Question

Show that “the range of the first seven multiples of the smallest odd prime number is also a multiple of that prime number.”

Answer 1

Hint:The smallest odd prime number is 3. The range of the first seven multiples of 3 will be the difference between its seventh multiple and its first multiple. Calculate the first and seventh multiple of 3 and get the difference between the two and check if it is divisible by 3.

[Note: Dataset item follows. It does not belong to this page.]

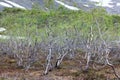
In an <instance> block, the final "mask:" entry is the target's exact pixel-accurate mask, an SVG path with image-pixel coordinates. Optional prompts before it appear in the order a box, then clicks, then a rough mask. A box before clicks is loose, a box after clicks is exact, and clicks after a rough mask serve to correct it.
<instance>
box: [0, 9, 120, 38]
mask: <svg viewBox="0 0 120 80" xmlns="http://www.w3.org/2000/svg"><path fill="white" fill-rule="evenodd" d="M96 21H97V22H98V24H99V26H100V28H101V31H102V32H103V33H104V32H105V35H109V36H110V37H113V36H119V34H120V32H119V30H120V28H119V27H120V25H119V24H120V17H119V16H118V15H109V14H107V13H106V11H105V10H104V9H101V8H100V9H94V10H92V11H89V12H84V11H69V10H66V9H63V8H60V9H58V10H51V11H44V10H36V9H33V10H20V9H9V8H7V9H5V10H4V11H3V12H1V13H0V27H4V28H6V29H7V30H6V31H5V32H4V33H2V34H5V35H11V36H24V37H27V36H31V37H32V38H33V37H39V39H40V36H41V35H46V30H47V29H46V28H48V27H49V28H50V29H51V31H52V32H53V33H54V34H56V35H63V34H64V31H66V30H71V31H72V30H73V28H74V27H76V28H77V29H78V30H80V32H81V33H83V34H84V36H85V34H86V35H87V34H88V33H89V31H90V27H91V26H93V31H94V33H95V34H96V33H97V32H98V31H97V28H96V26H98V25H97V24H96ZM113 33H114V34H113Z"/></svg>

Complete step-by-step answer:
According to the question, we have to show that the range of the first seven multiples of the smallest odd prime number is also a multiple of that prime number.
We know that the smallest odd prime number is 3.
So,
To show – “The range of the first seven multiples of 3 will also be a multiple of 3.”
Let us first find first seven multiples of 3,
We know that nth multiple of a number $=n\times (that\ number)$
First seven multiples of 3 will be, $\left( 3\times 1 \right),\left( 3\times 2 \right),\left( 3\times 3 \right),\left( 3\times 4 \right),\left( 3\times 5 \right),\left( 3\times 6 \right)\ and\ \left( 3\times 7 \right)$
$\Rightarrow$ First seven multiples of 3=3,6,9,12,15,18 and 21.
We know that range of a group of number = (largest number in the group) – (smallest number in the group)
In the first seven multiples of 3,
Largest number = 21 and
Smallest number = 3.
Putting largest number = 21 and smallest number = 3 in the above formula for range, we will get,
Range = 21 – 3 =18.
We know, $18=3\times 6$. So, 18 is the 6th multiple of 3. Hence, we have shown that “the range of the first seven multiples of the smallest odd prime number (i.e. 3) is also a multiple of that prime number (i.e. 3)”.

Note: Another method,
Let us assume that the smallest prime number is ‘P’.
Range of its first seven multiples = (its 7th multiple) – (its 1st multiple)
$\begin{align}
  & =\left( P\times 7 \right)-\left( P\times 1 \right) \\
 & =7P-P \\
 & =6P \\
\end{align}$
We know that nth multiple of a number $=n\times (that\ number)$
So, 6P will be also a multiple of P.